La puce de la nouvelle carte nationale d’identité
16 mars 2021

La nouvelle carte nationale d’identité contient un composant électronique. Ce composant est une puce comme celle des cartes bancaires avec ses processeurs et ses mémoires.


Quelles sont les données stockées dans la puce ?

Ce composant électronique contient les données suivantes :

  • les données d’état-civil du titulaire du titre: le nom de famille, les prénoms, la date et le lieu de naissance, le sexe, la taille, la nationalité, le nom dont l’usage est autorisé par la loi ;
  • le domicile ou la résidence de l’intéressé ou, le cas échéant, le lieu où il a fait élection de son domicile dans les conditions prévues à l’article L. 264-1 du code de l’action sociale et des familles, et si celui le demande ;
  • la date de délivrance et la date de fin de validité du document ;
  • le numéro de la carte ;
  • l’image numérisée de la photographie ;
  • l'image numérisée des empreintes digitales de deux doigts.

Comment ces données sont-elles protégées ?

Les données de la puce sont chacune signée avec un cachet électronique, et l’ensemble est signé avec la clé publique de l’État.

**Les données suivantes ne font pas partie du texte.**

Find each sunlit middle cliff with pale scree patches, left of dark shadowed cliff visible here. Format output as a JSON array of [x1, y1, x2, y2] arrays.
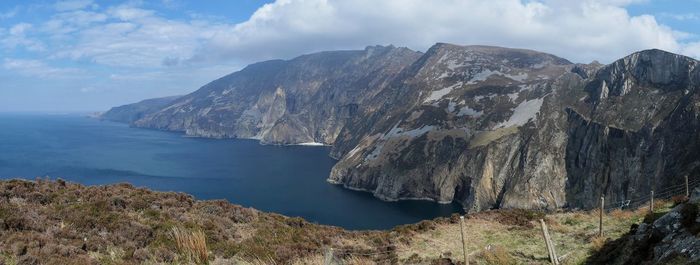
[[329, 44, 583, 211]]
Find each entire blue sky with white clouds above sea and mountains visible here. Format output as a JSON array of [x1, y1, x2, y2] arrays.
[[0, 0, 700, 113]]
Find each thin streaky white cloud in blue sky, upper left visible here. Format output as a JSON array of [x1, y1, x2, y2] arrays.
[[51, 5, 218, 67]]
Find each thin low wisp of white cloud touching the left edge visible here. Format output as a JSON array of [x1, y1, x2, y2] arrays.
[[2, 58, 83, 79]]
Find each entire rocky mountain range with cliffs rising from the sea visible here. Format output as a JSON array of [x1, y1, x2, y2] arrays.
[[108, 43, 700, 211]]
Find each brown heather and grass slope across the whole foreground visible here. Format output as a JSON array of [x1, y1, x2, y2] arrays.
[[0, 180, 667, 264]]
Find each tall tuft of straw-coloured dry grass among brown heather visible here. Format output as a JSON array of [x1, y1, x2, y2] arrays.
[[171, 227, 209, 264]]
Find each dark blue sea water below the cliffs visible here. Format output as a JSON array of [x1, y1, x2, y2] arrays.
[[0, 114, 460, 229]]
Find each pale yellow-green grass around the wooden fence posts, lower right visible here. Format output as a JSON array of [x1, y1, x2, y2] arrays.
[[398, 201, 673, 264]]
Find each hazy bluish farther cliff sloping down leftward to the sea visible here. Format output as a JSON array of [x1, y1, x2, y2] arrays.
[[129, 46, 420, 144]]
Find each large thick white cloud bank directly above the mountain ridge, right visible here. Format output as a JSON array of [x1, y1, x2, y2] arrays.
[[190, 0, 681, 62]]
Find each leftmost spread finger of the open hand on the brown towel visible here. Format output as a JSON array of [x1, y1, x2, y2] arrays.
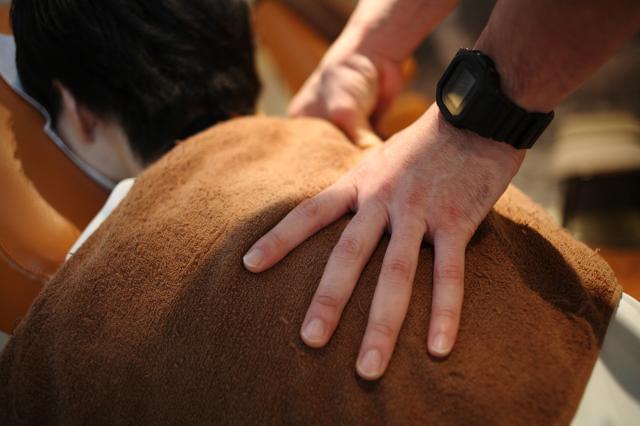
[[242, 178, 356, 272]]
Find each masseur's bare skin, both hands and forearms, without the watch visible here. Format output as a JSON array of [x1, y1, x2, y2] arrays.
[[244, 0, 640, 380]]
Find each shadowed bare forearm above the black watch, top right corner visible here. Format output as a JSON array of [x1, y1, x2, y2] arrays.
[[475, 0, 640, 111]]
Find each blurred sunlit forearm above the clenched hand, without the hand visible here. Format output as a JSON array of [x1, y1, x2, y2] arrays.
[[336, 0, 458, 62]]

Toute modification des données se traduit par l’invalidité de la signature. Ainsi ces protections garantissent que les données qui figurent dans la puce sont intactes et signées de l’État.

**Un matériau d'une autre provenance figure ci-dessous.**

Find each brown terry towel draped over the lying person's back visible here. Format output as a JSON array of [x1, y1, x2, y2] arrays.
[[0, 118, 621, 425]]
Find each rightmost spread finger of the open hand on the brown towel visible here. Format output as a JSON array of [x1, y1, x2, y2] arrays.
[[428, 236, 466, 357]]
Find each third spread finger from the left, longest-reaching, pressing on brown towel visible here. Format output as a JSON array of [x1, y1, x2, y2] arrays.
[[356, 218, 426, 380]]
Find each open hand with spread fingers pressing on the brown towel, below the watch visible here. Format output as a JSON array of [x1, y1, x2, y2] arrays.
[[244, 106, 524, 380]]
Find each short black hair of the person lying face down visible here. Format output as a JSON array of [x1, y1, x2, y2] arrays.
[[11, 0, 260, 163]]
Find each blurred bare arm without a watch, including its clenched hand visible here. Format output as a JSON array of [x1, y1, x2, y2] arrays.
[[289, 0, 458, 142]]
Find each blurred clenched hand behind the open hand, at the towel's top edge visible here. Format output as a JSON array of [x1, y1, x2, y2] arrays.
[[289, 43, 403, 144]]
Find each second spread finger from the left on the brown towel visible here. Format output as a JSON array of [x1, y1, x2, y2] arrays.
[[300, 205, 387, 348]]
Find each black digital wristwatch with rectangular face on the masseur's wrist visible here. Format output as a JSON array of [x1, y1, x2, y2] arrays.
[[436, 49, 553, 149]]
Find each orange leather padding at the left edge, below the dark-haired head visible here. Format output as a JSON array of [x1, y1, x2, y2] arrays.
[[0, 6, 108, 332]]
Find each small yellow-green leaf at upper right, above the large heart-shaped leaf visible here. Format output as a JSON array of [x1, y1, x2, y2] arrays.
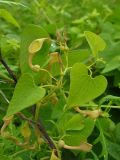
[[84, 31, 106, 57]]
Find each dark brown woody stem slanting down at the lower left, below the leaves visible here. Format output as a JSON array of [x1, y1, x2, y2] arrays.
[[17, 113, 58, 157]]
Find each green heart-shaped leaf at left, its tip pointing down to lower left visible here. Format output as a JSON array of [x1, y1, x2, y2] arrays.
[[6, 74, 45, 117]]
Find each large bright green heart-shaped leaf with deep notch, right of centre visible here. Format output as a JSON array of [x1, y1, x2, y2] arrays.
[[68, 63, 107, 107]]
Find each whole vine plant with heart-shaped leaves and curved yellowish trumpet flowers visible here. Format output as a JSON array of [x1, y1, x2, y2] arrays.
[[1, 25, 107, 160]]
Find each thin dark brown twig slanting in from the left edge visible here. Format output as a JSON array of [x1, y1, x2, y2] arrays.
[[0, 50, 17, 83]]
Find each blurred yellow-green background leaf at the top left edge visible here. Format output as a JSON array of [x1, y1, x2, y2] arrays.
[[0, 9, 20, 28]]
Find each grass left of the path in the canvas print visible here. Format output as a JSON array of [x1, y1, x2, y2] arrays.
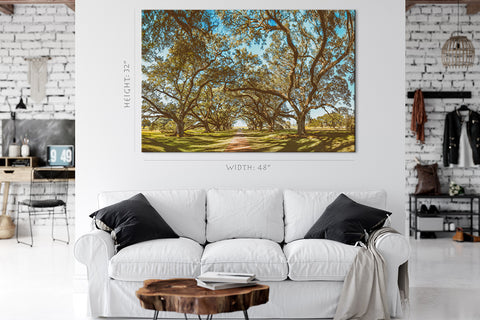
[[142, 130, 237, 152]]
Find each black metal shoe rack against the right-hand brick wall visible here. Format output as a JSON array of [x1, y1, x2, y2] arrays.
[[409, 194, 480, 239]]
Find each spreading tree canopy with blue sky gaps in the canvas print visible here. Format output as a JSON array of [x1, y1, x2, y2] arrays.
[[142, 10, 355, 136]]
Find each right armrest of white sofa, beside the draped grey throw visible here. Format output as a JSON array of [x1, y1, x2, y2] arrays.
[[375, 233, 410, 317]]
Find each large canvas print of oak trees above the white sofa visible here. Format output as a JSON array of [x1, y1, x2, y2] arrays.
[[141, 10, 355, 152]]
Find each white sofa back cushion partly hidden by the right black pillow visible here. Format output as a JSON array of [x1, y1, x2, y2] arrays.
[[284, 190, 387, 243]]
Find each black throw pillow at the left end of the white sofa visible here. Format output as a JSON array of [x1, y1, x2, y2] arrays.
[[90, 193, 178, 252]]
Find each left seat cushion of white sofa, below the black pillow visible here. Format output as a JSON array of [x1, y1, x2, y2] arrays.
[[108, 238, 203, 281]]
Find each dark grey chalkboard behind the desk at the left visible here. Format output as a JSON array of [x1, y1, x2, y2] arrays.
[[2, 120, 75, 165]]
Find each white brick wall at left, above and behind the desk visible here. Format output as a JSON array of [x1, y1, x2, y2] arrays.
[[0, 5, 75, 223]]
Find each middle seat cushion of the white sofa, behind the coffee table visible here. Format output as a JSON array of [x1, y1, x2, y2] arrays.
[[201, 239, 288, 281]]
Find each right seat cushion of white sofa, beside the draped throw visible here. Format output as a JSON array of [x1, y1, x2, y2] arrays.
[[283, 239, 360, 281]]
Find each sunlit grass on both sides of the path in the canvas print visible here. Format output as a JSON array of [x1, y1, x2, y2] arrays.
[[142, 129, 355, 152]]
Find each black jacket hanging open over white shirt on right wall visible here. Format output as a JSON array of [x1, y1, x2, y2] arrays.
[[443, 110, 480, 167]]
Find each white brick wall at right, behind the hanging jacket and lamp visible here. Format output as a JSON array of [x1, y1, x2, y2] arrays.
[[405, 5, 480, 230]]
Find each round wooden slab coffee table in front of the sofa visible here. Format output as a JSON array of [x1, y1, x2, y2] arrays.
[[135, 279, 269, 320]]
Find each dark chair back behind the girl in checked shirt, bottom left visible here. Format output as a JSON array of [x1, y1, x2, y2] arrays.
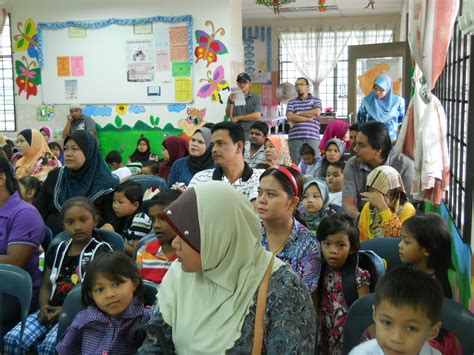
[[57, 280, 159, 341]]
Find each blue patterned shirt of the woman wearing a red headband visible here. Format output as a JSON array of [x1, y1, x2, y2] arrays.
[[260, 218, 321, 292]]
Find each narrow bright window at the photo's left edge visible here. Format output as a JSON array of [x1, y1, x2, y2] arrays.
[[0, 16, 16, 131]]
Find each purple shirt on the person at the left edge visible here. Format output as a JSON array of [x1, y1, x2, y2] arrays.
[[0, 192, 45, 291]]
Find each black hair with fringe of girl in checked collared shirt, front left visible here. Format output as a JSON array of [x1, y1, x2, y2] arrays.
[[81, 251, 143, 307]]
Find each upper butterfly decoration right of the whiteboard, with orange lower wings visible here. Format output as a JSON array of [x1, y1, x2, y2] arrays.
[[194, 20, 228, 67]]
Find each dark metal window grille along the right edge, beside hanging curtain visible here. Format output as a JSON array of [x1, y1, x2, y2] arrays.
[[434, 11, 474, 243]]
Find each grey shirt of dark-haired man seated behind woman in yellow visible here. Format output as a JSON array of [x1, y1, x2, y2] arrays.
[[342, 148, 415, 211]]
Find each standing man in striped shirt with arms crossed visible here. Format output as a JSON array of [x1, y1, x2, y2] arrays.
[[286, 78, 321, 164]]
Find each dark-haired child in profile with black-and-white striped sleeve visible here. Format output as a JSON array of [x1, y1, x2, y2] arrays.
[[102, 180, 151, 256]]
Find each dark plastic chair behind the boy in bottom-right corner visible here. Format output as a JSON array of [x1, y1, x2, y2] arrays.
[[342, 293, 474, 354]]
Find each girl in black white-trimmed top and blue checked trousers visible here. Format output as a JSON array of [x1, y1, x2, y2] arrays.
[[4, 197, 112, 355]]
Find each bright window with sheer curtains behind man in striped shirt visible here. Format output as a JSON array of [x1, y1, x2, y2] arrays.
[[279, 26, 394, 117]]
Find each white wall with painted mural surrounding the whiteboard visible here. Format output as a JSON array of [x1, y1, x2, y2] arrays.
[[8, 0, 243, 159]]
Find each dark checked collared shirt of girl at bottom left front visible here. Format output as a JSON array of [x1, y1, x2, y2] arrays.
[[56, 298, 151, 355]]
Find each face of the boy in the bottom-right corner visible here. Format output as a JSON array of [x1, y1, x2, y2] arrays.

Les données de la puce font l’objet d’un contrôle d’accès rigoureux et sécurisé :

  • les données texte (état civil, l’adresse), les données numériques (la date de délivrance, la date d’expiration, le numéro de carte) et l’image numérisée de la photographie sont protégées en lecture par contrôle d’accès grâce à une radio-identification (RFID: radio frequency identification). Cela signifie que:
    • le lecteur doit avoir un accès physique au titre ;
    • le lecteur a besoin de lire la bande « MRZ » (machine readable zone ou zone de lecture automatique figurant au verso de la carte). Il est aussi possible de saisir le CAN qui figure au recto de la carte (card access number) ;
  • les empreintes digitales contenues dans la puce font l’objet d’un contrôle renforcé en mode d'accès restrictif permettant de s’assurer que ces empreintes ne peuvent être lues que par des personnes dûment authentifiées et autorisées par l’État.

L’objectif de ces mesures est d’éviter une lecture à distance de la puce sans le consentement du titulaire de la carte.

Quels sont les usages de cette puce ?

Des usages pour lutter contre l’usurpation d’identité :

  • pour le passage des frontières: les cabines de contrôles installées dans les aéroports, certaines gares et certains ports en alternative au passage devant un policier (sas parafe) pourront ainsi lire la puce de la CNI (tout comme celle des passeports biométriques) ;
  • pour les contrôles par les forces de l’ordre: les forces de l’ordre pourront lire la puce de la CNI.

Ces usages permettent d’améliorer la lutte contre l’usurpation d’identité et la fraude documentaire, en vérifiant la cohérence des données figurant sur le titre et celles figurant sur la puce.

D’autres usages pourront s’ajouter, permettant par exemple aux titulaires de partager avec des tiers privés ou publics certaines données figurant dans la puce.

Le stockage de ces données dans la puce est-il obligatoire ?

Le règlement (UE) 2019/1157 du Parlement et du Conseil du 20 juin 2019 oblige les États membres à mettre en circulation, au plus tard le 2 août 2021, des cartes d’identité comportant des données biométriques, empreintes digitales et photographies, dans un composant électronique hautement sécurisé.

Un tel dispositif existe déjà sur les passeports et permet de renforcer la lutte contre la fraude documentaire et l’usurpation d’identité, en vérifiant la cohérence des données figurant sur le titre et celles figurant sur la puce. C’est donc une sécurité supplémentaire pour la nouvelle carte d’identité et son titulaire légitime.

La puce est-elle un moyen pour l’État de tracer les citoyens ?

Le composant électronique de la puce ne permettra aucune géolocalisation de la carte d'identité et les usages de ce composant ne sont pas traçables par l’État.